Now prove the upload contract end to end with a throwaway file — the device sends exactly this request:

# make a test file (any bytes work — the receiver does not validate audio)
head -c 65536 /dev/urandom > R00000001.ogg
# or a real Opus file: ffmpeg -f lavfi -i sine=frequency=440:duration=5 -c:a libopus R00000001.ogg

curl --fail --max-time 30 --retry 3 --retry-delay 2 \
  -H "Authorization: Bearer hummic-dev-token" \
  -H "X-Hummic-Device-Id: meeting-room-01" \
  -H "X-Hummic-Recording-Id: R00000001" \
  -F "[email protected]" \
  -F "device_id=meeting-room-01" \
  -F "recording_id=R00000001" \
  -F "format=opus" -F "sample_rate=16000" -F "channels=2" \
  http://127.0.0.1:8789/upload
# -> {"ok":true,"upload_id":"R00000001"}

On the device, set Upload URL to http://<computer-ip>:8789/upload, Authorization Token to hummic-dev-token, and Device Name to something stable like meeting-room-01. The --max-time and --retry flags mirror the device's own timeout and backoff.

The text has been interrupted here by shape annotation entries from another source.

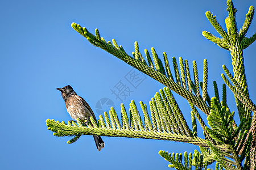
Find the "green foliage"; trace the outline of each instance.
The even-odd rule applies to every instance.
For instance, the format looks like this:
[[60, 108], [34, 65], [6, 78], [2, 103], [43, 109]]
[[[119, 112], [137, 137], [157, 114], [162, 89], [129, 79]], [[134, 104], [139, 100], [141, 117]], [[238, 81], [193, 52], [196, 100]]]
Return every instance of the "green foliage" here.
[[[142, 101], [139, 103], [143, 113], [139, 112], [135, 102], [131, 100], [128, 109], [121, 104], [121, 119], [118, 116], [119, 114], [112, 108], [109, 114], [105, 112], [104, 116], [100, 115], [97, 122], [90, 117], [90, 124], [86, 126], [79, 119], [77, 123], [72, 121], [67, 124], [48, 119], [46, 123], [48, 129], [57, 137], [73, 137], [68, 141], [69, 144], [75, 142], [82, 135], [99, 135], [167, 140], [199, 146], [200, 151], [195, 150], [193, 154], [185, 152], [184, 156], [181, 154], [159, 151], [159, 154], [171, 163], [168, 167], [177, 169], [191, 169], [192, 167], [195, 169], [206, 169], [214, 162], [216, 162], [216, 169], [255, 169], [256, 106], [250, 99], [242, 55], [242, 50], [256, 40], [256, 33], [250, 38], [245, 37], [253, 18], [254, 7], [250, 7], [243, 25], [238, 31], [236, 22], [237, 9], [231, 0], [228, 0], [226, 3], [226, 31], [210, 11], [205, 13], [221, 37], [207, 31], [202, 33], [205, 38], [230, 53], [234, 75], [223, 65], [227, 77], [221, 74], [225, 83], [222, 87], [222, 98], [215, 81], [214, 97], [210, 98], [208, 92], [207, 60], [204, 60], [203, 80], [200, 81], [195, 61], [193, 61], [193, 72], [191, 73], [187, 60], [180, 57], [178, 63], [176, 58], [172, 57], [172, 73], [166, 52], [163, 53], [163, 64], [153, 47], [151, 49], [152, 58], [147, 49], [144, 49], [143, 57], [138, 42], [135, 42], [134, 52], [130, 56], [114, 39], [112, 42], [107, 42], [101, 37], [97, 29], [94, 36], [86, 28], [73, 23], [74, 29], [92, 44], [122, 60], [166, 87], [156, 93], [148, 106]], [[235, 122], [235, 112], [231, 112], [228, 106], [226, 85], [234, 94], [240, 122]], [[172, 91], [188, 101], [191, 108], [192, 129], [188, 126]], [[209, 126], [205, 124], [197, 109], [207, 116]], [[199, 125], [203, 130], [204, 139], [197, 137]]]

Prefer to generate from the contract? openapi.yaml imports into Postman, or scaffold a client: npx @openapitools/openapi-generator-cli generate -i https://hummic.ai/openapi.yaml -g python

Errors & retry

Status codes, response bodies, backoff.

The device classifies the HTTP status into three outcomes: success, permanent failure, and retryable. Return a JSON body so failures are diagnosable, but the device only requires the status code.

StatusOutcomeDevice behavior
200 / 201 / 204SuccessRecording marked uploaded; removed from queue.
400 / 422Permanent failureMarked failed; not retried. Fix payload/endpoint.
401 / 403Permanent failureMarked failed; not retried. Check bearer token.
408 / 429RetryableBackoff and retry; honors Retry-After if present.
500 / 502 / 503 / 504RetryableBackoff and retry until queue limit reached.
timeout / no routeRetryableCache locally; retry when WiFi recovers.
# success response body (optional, ignored except status)
HTTP/1.1 200 OK
Content-Type: application/json

{"ok": true, "recording_id": "R00000001", "stored_as": "s3://bucket/R00000001.ogg"}

# failure response body (recommended for diagnosis)
HTTP/1.1 422 Unprocessable Entity
Content-Type: application/json

{"ok": false, "error": "missing_field", "field": "recording_id"}

Backoff: retryable failures use exponential backoff starting at 2s, doubling to a 60s cap, with jitter. A Retry-After header (seconds or HTTP-date) overrides the computed delay. Recordings stay cached on device until a 2xx or a permanent failure clears them.

Standards direction

Use the boring standard first. Upgrade when uploads need it.

P0 file upload

multipart/form-data is the current firmware contract and is specified by RFC 7578. It is the simplest way to accept a file plus metadata in every common web framework.

P1 resumable upload

tus is the preferred open protocol for resumable uploads over HTTP. It is the natural next step for long recordings, unstable WiFi, and large files.

Object storage

S3-compatible multipart upload or presigned URLs are useful when recordings should go directly into object storage instead of through an app server.

Live agents

WebSocket carries the current Agent mode; WebRTC is reserved for lower-latency live audio. Neither is needed for the first reliable file-upload path.